There is an image of President Barack Obama as being one of the most spendthrift leaders in modern history. Although it is true that the United States federal debt ballooned under his watch, most of that increase resulted from automatic stabilizer programs such as unemployment insurance and welfare payments.
Obama took over as President on January 20th, 2009 just as the Great Financial Crisis was beginning to bite. Before that point, during the previous four decades, the United States had three years when the federal government discretionary spending had fallen on a year over year basis. The 1960s saw two of those discretionary budget cuts – 1964 and 1968 - and the third was 1995. Prior to 2009, year after year, the United States government had for the most part consistently increased the discretionary spending of the federal budget.
Then Obama took office. His first year after the crisis, the discretionary budget was held approximately flat with just the tiniest downturn.

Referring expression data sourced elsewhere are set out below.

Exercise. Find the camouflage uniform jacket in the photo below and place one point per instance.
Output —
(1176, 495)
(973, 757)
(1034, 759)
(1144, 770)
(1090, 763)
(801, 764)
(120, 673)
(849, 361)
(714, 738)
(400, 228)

But then for the next four years, the discretionary budget had unprecedented year-over-year declines.
Even though the United States had previously never experienced two years in a row of discretionary spending cuts, under President Obama they had five consecutive years of declines!
If the math nerds that run risk books were to describe this collapse, they would probably describe it as a 10-sigma event. Three declines over forty years to five in a row?
President Obama’s reputation as being loose with the purse strings is especially ironic given that his first term was the tightest fiscal policy America has experienced in modern times.
It is no wonder that Fed Chair Ben Bernanke was so persistent in his pleas for fiscal aid. Not only was the Federal Government not helping, they were engaging in pro-cyclical fiscal cuts.
I know this post will strike many of you as insane. I can hear it already - "Obama didn't cut enough - that's why we are in this mess!" I understand your point - no need to send me your hard money lectures. I disagree that a time of private sector retrenchment is when to find religion about balancing budgets. So, if you advocate that economic recessions should see the government add to the economic pain with pro-cyclical spending cuts, well then, we're just on different pages.
Today as we struggle with an increasing ineffectiveness of Central Banks to stimulate developed economies, we need to examine the role that governments play with their fiscal policies. It can begin with taking an honest look at the recent past and asking whether fiscal policy made the problem better or worse.